Alignment error message when input sequences over 1000000

Hi, I am trying to align my sequences through running the mafft command. It comes out with this error.
inputfile = orig
1108985 x 392 - 150 d
nthread = 10
The number of sequences must be < 1000000
Please try the --parttree option for such large data.

How to add this option while running this command?

Hi @yiwen! The q2-alignment plugin, which wraps the mafft executable, doesn’t currently expose that MAFFT option. I created an issue to keep track of this feature, but this is probably low on our priority list (see my explanation below for details). As a workaround, you can run the mafft command directly with --parttree and import the alignment into QIIME 2 following this section of the importing guide.


Backing up a step, I wanted to note that’s a lot of sequences to align! We typically see users aligning much fewer sequences (e.g. hundreds or thousands) because these sequences are intended to be representative sequences. A representative sequence is a single sequence corresponding to a feature (e.g. ASV or OTU) in the feature table. Thus, if you’re attempting to align more than a million representative sequences, that means you have more than a million features in the feature table. That’s a lot more features than we usually see – the only time I’ve seen millions of features is when performing open-reference OTU picking on the Earth Microbiome Project data set, which likely suffers from the “OTU inflation” phenomena discussed in various publications.

If you can provide some more details about where these sequences came from (i.e. are they representative sequences or something else?), I can provide some direction. If you haven’t already reviewing these guides, I recommend checking out the Getting Started guide and the Moving Pictures tutorial, which includes topics such as representative sequences and feature tables.

3 Likes

Thanks for replying.

They were representative sequences based on the Moving Pictures tutorial. Finally, I tried to exclude more sequences in quality filtering step and it worked.

Thank you for providing the reasonable range of the number of representative sequences.

Cheers!

1 Like

Great, thanks for reporting back @yiwen!

Did you observe millions of representative sequences when using the Moving Pictures tutorial data set, or were you following the tutorial’s steps using your own data?

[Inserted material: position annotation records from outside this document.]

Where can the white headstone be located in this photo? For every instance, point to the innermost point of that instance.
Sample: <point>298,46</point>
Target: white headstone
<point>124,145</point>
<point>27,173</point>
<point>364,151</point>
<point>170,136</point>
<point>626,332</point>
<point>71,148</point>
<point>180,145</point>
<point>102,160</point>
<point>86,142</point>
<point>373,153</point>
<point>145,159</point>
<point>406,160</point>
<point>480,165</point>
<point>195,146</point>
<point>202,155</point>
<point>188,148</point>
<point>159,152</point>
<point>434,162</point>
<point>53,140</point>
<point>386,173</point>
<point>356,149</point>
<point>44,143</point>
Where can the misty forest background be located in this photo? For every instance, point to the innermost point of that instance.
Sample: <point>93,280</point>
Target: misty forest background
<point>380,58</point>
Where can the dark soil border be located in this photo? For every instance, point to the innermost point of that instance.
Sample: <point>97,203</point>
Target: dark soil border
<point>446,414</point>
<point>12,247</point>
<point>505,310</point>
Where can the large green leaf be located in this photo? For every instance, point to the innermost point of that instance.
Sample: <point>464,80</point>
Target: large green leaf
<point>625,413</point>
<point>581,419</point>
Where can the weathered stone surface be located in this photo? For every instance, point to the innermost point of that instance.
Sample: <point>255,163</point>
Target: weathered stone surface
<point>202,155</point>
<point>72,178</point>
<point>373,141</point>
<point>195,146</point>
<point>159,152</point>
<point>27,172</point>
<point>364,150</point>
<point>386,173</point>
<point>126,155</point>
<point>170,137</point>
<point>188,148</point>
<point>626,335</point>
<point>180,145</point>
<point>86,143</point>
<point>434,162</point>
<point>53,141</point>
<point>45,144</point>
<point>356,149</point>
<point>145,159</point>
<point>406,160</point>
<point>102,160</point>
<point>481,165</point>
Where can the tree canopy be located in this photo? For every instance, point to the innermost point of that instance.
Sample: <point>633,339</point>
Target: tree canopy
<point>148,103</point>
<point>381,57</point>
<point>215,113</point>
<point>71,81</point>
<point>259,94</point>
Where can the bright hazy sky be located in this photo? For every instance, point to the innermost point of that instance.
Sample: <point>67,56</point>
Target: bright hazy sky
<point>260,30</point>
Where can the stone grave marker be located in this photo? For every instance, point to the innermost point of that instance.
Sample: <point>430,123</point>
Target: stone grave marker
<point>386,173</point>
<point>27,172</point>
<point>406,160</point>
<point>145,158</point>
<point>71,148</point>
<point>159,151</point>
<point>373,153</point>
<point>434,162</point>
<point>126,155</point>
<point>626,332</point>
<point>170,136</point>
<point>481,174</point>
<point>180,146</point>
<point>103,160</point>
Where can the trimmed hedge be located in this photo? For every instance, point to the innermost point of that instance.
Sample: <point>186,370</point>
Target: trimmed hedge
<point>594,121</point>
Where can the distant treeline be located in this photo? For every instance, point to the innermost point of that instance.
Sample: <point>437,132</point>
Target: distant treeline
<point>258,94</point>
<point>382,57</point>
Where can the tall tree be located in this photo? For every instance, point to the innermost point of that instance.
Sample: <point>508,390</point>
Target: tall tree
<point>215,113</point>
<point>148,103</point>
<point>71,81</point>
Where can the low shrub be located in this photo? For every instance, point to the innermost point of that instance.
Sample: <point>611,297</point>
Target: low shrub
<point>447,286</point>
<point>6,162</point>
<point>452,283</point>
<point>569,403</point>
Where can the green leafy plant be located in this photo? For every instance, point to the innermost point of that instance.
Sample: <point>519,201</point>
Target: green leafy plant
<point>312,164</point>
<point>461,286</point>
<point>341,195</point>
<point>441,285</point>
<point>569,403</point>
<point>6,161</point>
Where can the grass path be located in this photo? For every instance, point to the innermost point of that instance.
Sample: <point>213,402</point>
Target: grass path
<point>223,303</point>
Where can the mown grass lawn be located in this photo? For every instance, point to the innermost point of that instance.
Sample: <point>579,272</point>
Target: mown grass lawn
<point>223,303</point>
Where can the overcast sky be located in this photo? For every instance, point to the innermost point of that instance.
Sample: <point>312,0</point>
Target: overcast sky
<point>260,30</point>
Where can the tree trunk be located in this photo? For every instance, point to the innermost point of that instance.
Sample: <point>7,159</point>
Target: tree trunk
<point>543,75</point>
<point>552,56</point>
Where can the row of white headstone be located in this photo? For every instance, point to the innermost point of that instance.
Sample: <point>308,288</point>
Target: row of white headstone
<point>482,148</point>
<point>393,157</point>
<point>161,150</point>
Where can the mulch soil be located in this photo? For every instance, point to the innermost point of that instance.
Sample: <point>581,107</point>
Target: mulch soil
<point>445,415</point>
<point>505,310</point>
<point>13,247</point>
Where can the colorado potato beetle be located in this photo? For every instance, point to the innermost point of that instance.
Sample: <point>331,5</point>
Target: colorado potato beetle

Using the Moving Picture tutorial data set with DADA2, we’re observing 759 representative sequences (i.e. 759 features) using QIIME 2 2017.12. I just want to make sure you’re not observing a larger number of representative sequences if you were using the tutorial data set. Thanks!

Hi,

In my last post, I was trying to point that I followed the tutorial’s steps using my own data. Sorry about that.

Cheers!

1 Like

No problem, thanks for clarifying!

Hi @jairideout, if I have to run mafft seperately on my fasta files then import the alignment, is there still a way to dereplicate the sequences? I know in the tutorial that step is performed before the alignment.

Thanks,
Zach

Hi @Zach_Burcham! There isn’t a way to dereplicate the aligned sequences after importing them as FeatureData[AlignedSequence]. The unaligned and aligned FeatureData sequences are intended to be representative sequences, which have already been pre-processed in some way (e.g. with dereplication, OTU clustering, and/or denoising).

If you haven’t already, I recommend reviewing the Getting Started guide and the Moving Pictures tutorial, which covers these topics, including how to perform a complete analysis starting with raw sequence data and producing “downstream” plots, statistics, etc.

If you have further questions, please create new forum topics for those. Thanks!

This topic was automatically closed 31 days after the last reply. New replies are no longer allowed.